When a candidate for the highest office in Pennsylvania shares content that suggests America was a better place “before women had the right to vote,” we have to ask what that means about his potential policy goals.
In a campaign cycle that is getting weirder by the day, Doug Mastriano’s campaign for governor in Pennsylvania seems to be leaning further and further to the extreme right with each passing moment.
In this most recent incident, Doug Mastriano shared a shocking video to his personal account on Twitter, and that video makes a number of very disturbing claims.
In the 81-second video, a young woman claiming to be a former “angry blue-haired feminist” starts by saying “feminism is a scam” before launching into a number of conspiracy theories that eventually blame falling birth rates on a plot by “the Rockefellers” to “indoctrinate our children” and “disrupt the family unit” by forcing children into “Rockefeller-funded schools.”
While sharing or retweeting controversial items on social media is not the same thing as professing a belief out loud, most attribute this kind of behavior to at least a soft endorsement of the attitudes and beliefs professed in the shared posts or articles.
That said, when a candidate for the highest office in Pennsylvania shares content that suggests America was a better place “before women had the right to vote” and that “our overlords” forced women into the workforce so they could be taxed, we have no choice but to ask why he chose to promote this argument, and what that means about his potential policy goals should he be put in a position to dramatically affect the lives of Pennsylvania’s 6.5 million women.
Mastriano is on record saying he opposes a woman’s right to choose under all circumstances, and his attacks on public education are well-documented, but recent online behavior linking him to Christian Nationalist movements, combined with numerous other ties to fringe-right beliefs suggest that we may only be scratching the surface of his extremism.
Adding to the worries, Mastriano has essentially “walled himself off from the general public,” refusing to engage with media entities, even conservative outlets.
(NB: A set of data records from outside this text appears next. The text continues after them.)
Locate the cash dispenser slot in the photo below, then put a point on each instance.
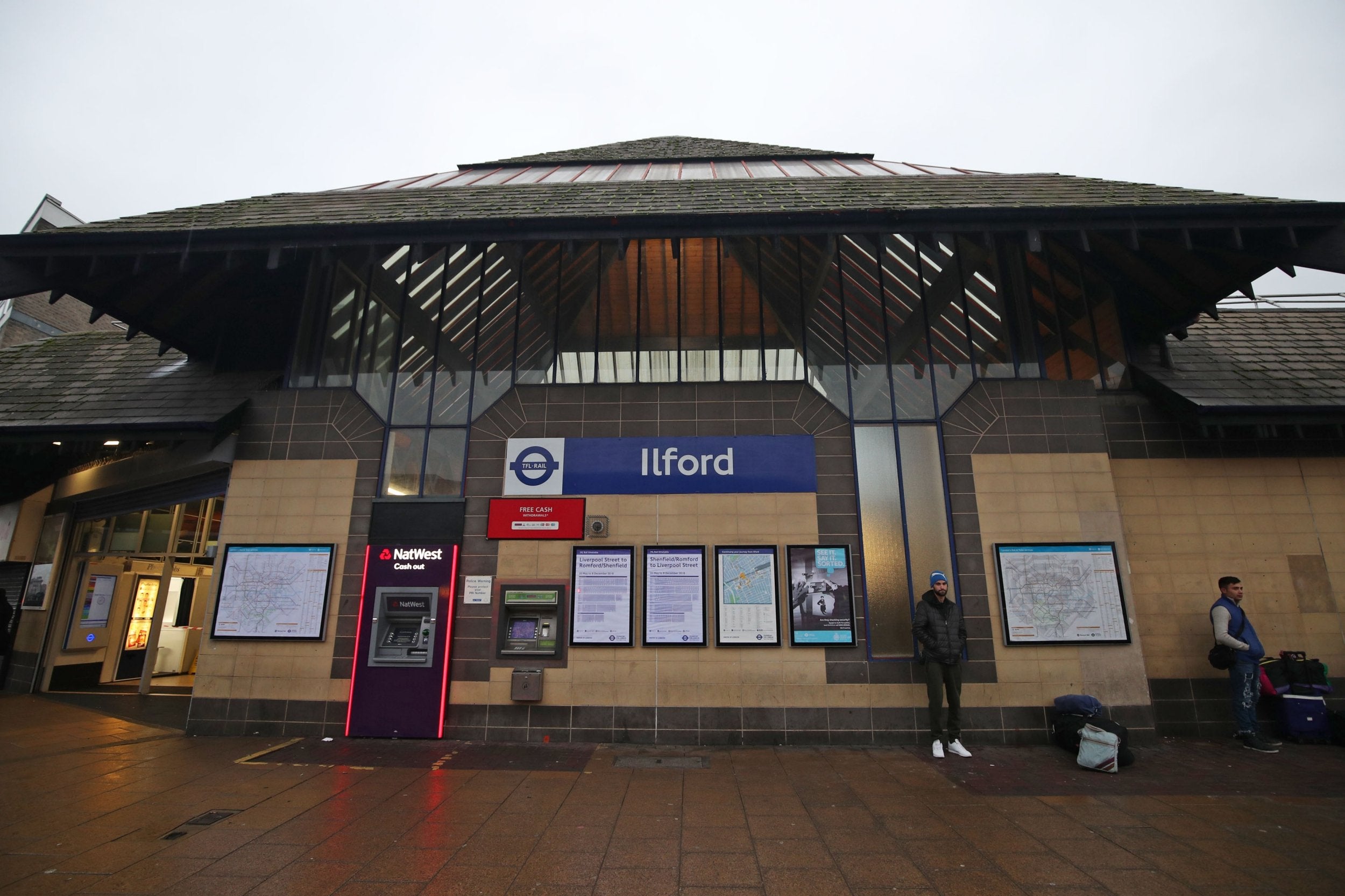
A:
(404, 627)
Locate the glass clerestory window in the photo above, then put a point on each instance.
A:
(888, 328)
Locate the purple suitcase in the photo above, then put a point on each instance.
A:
(1304, 719)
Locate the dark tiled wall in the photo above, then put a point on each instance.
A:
(732, 726)
(267, 717)
(643, 411)
(20, 672)
(1005, 417)
(323, 424)
(1201, 707)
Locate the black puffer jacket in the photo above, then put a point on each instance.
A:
(943, 635)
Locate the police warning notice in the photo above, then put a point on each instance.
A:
(273, 591)
(1061, 594)
(674, 596)
(600, 613)
(747, 596)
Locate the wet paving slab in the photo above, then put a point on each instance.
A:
(96, 805)
(431, 754)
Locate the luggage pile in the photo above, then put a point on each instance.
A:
(1300, 687)
(1079, 728)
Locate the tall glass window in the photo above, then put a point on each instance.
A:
(577, 328)
(741, 310)
(887, 583)
(700, 276)
(825, 337)
(658, 315)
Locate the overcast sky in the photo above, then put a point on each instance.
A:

Mastriano’s “security bubble” appears to exist solely to make sure he only spends time with those who share his extreme views.
When a candidate and a campaign makes the choice not to speak to the public or answer direct questions in anything other than a staged and controlled setting, it becomes unlikely that questions about extremism will ever fully be addressed.
But if he wins in November, Pennsylvania, and especially the Keystone State’s 6.5 million women will get four years of legislative answers to the questions about Mastriano’s extremism, and likely many more years of dealing with the consequences.